Konkret: Mittels der main() Methode klappe es, mittels der tester() Methode bekomme ich den folgenden Fehler: java.lang.ClassNotFoundException: com.mysql.jdbc.Driver. Natürlich ist das Verhalten dasselbe, wenn ich nicht über testClass sondern direkt vom jsp MeineBean ansteuere.


Das Class-File MeineBeans liegt ordnungsgemäss im Verzeichnis des Tomcat, das Ausführen von Zahlen grösser 9 klappt ja auch.

Kann mir jemand helfen? :rtfm:

Danke Euch.

Viele Grüse
Caspair


----------



## SlaterB (22. Mrz 2012)

kennt Tomcat den JDBC-Treiber? ist der dort bei den Libs abgelegt oder ähnlich?


----------



## Caspair (22. Mrz 2012)

Vielen Dank auch, das war es.

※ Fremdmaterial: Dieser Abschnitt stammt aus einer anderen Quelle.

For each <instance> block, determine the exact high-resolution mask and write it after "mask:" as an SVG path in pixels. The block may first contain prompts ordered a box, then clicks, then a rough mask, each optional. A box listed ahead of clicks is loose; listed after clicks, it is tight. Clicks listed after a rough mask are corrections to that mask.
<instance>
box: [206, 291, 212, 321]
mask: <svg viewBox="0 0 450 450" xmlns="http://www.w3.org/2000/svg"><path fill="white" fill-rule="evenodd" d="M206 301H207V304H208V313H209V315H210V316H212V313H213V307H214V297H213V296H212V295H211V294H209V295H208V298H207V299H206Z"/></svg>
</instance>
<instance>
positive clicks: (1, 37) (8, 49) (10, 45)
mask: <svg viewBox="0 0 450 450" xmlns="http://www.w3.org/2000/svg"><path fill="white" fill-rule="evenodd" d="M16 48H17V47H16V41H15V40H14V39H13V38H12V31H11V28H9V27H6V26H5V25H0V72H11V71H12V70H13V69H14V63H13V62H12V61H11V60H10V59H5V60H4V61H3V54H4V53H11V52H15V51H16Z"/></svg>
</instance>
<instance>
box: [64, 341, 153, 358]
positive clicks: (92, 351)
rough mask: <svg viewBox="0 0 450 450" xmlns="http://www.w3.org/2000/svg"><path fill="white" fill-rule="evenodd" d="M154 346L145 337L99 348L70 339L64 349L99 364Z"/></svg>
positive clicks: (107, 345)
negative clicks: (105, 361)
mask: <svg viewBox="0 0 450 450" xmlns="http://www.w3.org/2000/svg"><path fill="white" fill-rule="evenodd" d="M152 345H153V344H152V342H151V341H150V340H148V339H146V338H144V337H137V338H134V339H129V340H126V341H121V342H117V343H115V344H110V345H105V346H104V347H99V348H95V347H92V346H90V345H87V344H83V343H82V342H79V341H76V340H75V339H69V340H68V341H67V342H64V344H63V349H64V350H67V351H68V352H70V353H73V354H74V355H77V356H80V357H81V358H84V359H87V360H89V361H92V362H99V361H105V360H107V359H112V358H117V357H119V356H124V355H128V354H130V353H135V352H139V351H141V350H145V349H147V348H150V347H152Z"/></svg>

Manchmal sieht man vor lauter Wald die Bäume nicht mehr...

Viele Grüsse
Caspair


----------



## nocturne (23. Mrz 2012)

Wenn du willst kannst du auch SQL direkt in deine JSP schreiben.


----------



## Caspair (23. Mrz 2012)

Das weiss ich, das funktioniert auch. Mir geht es aber eben genau um die Entkoppelung der verschiedenen Tiers 
Dennoch vielen Dank für den Hinweis


----------